Мы прошли холодный сад и вошли в дом, и мальчик рассмотрел в электрическом свете то, что знал на ощупь, в том числе наши лица и свое.
За ужином зажгли свечи. Мальчик щурился на пламя, следил за высокими тенями на потолке. Мать говорила, что повезет его завтра в Москву, Кремль покажет. Взгляд мальчика был быстр и вдруг остановился.
Мне показалось, он засмотрелся на что-то, но нет, взгляд – погас. Мальчик стал как слепой, как прежде. Мать смолкла на полуслове, и так мы сидели молча, а мальчик – отрешенно. Мы для него перестали вдруг существовать. Он щипал бисквит и хмурил брови.
Эта женщина из машины сидела напротив него за большим столом, они двое были во всем доме. Взгляд у женщины был совершенно растерянный.
Он щипал бисквит, чай дымился. Она его не видела, он знал.

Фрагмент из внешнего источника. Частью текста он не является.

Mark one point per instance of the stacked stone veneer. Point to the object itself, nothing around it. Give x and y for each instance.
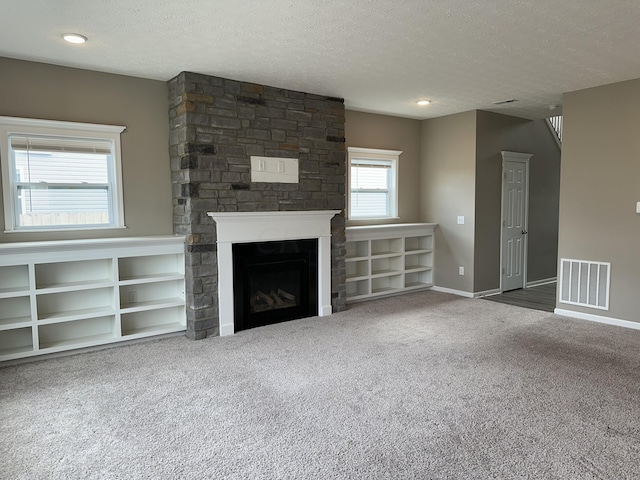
(216, 126)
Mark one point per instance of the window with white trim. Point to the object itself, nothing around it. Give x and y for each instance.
(373, 183)
(60, 175)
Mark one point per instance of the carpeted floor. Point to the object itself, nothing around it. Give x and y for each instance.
(421, 386)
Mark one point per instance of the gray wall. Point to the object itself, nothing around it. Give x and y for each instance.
(447, 189)
(496, 132)
(599, 188)
(36, 90)
(368, 130)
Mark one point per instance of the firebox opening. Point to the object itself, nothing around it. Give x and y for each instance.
(274, 282)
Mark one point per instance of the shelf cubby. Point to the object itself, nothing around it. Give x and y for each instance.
(418, 243)
(357, 268)
(418, 279)
(79, 333)
(358, 288)
(149, 294)
(164, 320)
(357, 249)
(386, 284)
(68, 294)
(14, 312)
(380, 266)
(150, 268)
(16, 343)
(13, 279)
(418, 260)
(71, 275)
(398, 258)
(386, 246)
(71, 305)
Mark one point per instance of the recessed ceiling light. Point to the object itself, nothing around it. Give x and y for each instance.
(502, 102)
(74, 38)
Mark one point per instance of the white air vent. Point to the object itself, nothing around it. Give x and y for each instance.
(585, 283)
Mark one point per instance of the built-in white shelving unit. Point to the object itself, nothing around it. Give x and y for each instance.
(389, 259)
(57, 296)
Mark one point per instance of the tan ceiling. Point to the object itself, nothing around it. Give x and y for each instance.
(379, 55)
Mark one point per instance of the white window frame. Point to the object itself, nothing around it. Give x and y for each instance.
(393, 156)
(30, 126)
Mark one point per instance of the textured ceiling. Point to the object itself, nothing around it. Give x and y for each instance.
(379, 55)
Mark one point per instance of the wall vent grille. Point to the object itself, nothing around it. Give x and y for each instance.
(585, 283)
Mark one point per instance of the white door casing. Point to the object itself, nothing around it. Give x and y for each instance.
(515, 207)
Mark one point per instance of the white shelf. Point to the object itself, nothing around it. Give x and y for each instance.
(152, 278)
(73, 286)
(73, 315)
(14, 292)
(74, 294)
(13, 323)
(151, 305)
(388, 259)
(164, 320)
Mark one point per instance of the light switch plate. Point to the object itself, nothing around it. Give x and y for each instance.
(274, 170)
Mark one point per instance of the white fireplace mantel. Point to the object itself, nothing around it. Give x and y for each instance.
(247, 227)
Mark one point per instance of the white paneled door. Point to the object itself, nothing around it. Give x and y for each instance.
(515, 183)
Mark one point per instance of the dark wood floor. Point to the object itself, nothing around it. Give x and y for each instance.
(542, 297)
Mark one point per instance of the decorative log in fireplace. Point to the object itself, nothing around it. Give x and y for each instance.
(274, 282)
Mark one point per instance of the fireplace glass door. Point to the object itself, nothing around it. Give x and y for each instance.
(274, 282)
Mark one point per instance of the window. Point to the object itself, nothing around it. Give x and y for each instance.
(372, 188)
(60, 175)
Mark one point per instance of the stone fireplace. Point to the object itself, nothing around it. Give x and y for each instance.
(217, 125)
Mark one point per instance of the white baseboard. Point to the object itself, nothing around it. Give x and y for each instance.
(597, 318)
(486, 293)
(460, 293)
(544, 281)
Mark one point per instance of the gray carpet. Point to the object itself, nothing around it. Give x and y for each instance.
(426, 385)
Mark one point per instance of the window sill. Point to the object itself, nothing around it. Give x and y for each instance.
(79, 229)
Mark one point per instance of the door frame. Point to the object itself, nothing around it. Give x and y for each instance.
(525, 158)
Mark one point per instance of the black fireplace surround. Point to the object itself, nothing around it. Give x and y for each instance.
(274, 282)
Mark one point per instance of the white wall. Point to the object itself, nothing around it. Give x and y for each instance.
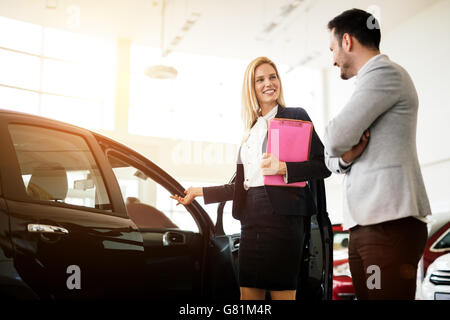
(421, 45)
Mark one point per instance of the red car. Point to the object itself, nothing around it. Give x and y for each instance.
(438, 244)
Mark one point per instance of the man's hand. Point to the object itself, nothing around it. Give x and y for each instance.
(358, 149)
(270, 165)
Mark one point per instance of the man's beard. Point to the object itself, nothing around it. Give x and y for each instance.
(345, 72)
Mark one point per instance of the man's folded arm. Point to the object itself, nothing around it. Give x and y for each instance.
(218, 193)
(377, 91)
(336, 164)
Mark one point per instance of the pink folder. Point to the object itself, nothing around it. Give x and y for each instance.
(290, 141)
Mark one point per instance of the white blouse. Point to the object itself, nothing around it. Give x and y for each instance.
(251, 151)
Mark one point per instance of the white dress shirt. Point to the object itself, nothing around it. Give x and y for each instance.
(251, 151)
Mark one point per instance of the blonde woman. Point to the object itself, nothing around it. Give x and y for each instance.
(275, 221)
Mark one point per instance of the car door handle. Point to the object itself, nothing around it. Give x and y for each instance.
(44, 228)
(173, 238)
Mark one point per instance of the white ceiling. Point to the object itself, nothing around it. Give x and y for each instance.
(231, 28)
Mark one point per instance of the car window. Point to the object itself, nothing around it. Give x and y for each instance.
(148, 203)
(443, 242)
(58, 167)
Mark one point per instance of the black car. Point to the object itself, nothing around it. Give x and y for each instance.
(83, 216)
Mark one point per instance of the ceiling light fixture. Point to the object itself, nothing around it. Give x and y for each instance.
(162, 71)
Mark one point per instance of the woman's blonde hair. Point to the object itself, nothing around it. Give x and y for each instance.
(250, 106)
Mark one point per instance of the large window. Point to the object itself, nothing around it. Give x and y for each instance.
(203, 103)
(57, 74)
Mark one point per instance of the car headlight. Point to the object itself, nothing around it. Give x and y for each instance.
(342, 269)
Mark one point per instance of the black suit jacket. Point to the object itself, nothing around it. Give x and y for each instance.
(285, 200)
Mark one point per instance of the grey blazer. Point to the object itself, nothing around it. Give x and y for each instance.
(386, 182)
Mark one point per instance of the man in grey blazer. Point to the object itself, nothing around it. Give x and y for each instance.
(373, 142)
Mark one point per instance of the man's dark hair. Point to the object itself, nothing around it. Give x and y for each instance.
(359, 24)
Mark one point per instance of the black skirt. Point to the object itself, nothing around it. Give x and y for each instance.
(271, 245)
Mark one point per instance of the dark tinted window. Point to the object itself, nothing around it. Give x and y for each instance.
(58, 167)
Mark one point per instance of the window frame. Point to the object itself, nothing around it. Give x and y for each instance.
(157, 178)
(14, 177)
(442, 236)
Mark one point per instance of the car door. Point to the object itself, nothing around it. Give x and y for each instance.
(315, 280)
(175, 237)
(68, 226)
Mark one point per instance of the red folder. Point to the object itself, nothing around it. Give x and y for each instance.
(290, 141)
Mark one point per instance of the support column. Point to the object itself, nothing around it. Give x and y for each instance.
(122, 103)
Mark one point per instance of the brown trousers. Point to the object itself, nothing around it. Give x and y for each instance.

Волосы ее завивались в легкие кольца.
Вот женщина встала, и тень за ее спиной выросла.
Он смотрел, как она идет к окну, как пальцем трогает холодное стекло…
Что это был за дом, он и сам не знал, похож на родной, но строже. Потолки выше, и сад за окнами выше. Он казался непроходимым, этот сад.
Она обернулась и посмотрела вдруг прямо ему в глаза. Он знал, что не увидела, но испугался.
Исчез дом.
Глаза его ожили. Он отпил чай и нахмурился, – холодный. Я побежала ставить чайник. Я-то всегда буду ему повиноваться.
Наутро его мать встала засветло. Я возилась на кухне, и она взялась помогать, чтобы легче было ждать, когда он проснется.
Утро было тихое, серое, вода капала с веток в саду. Бродячая собачонка появилась под окном и тявкнула. Мир ждал, чтобы наш мальчик его увидел.
Он сказал, что никуда не поедет, ни в Москву, ни в Пушкино, ни в
Загорск, ни в Париж. И в лес не пойдет, и даже в сад не выйдет.
Дом – этого ему достаточно, и даже больше, чем надо. Ему, собственно, двух комнат достаточно.
– Ну хорошо, – спросила ошеломленная мать, – а что ты делать будешь в доме весь день?
Нет, он не будет читать книжки, и что такое телевизор, ему знать не интересно, и смотреть старые фотографии не хочется.
– Каприз, – сказала мать. – Пройдет.
Он так и не пожелал выйти, ни в этот день, ни в другой. Бродил по дому тихо, без цели. Иногда я вдруг видела его в темном углу со слепым взглядом. Все реже и реже оживал взгляд. Мы с матерью не могли понять, что происходит, страшно нам было.
Он следил за женщиной, за каждым ее движением в этом большом доме. Она не могла покинуть дом, потому что он так хотел. Она не могла его увидеть, и он мог не стесняться ее разглядывать.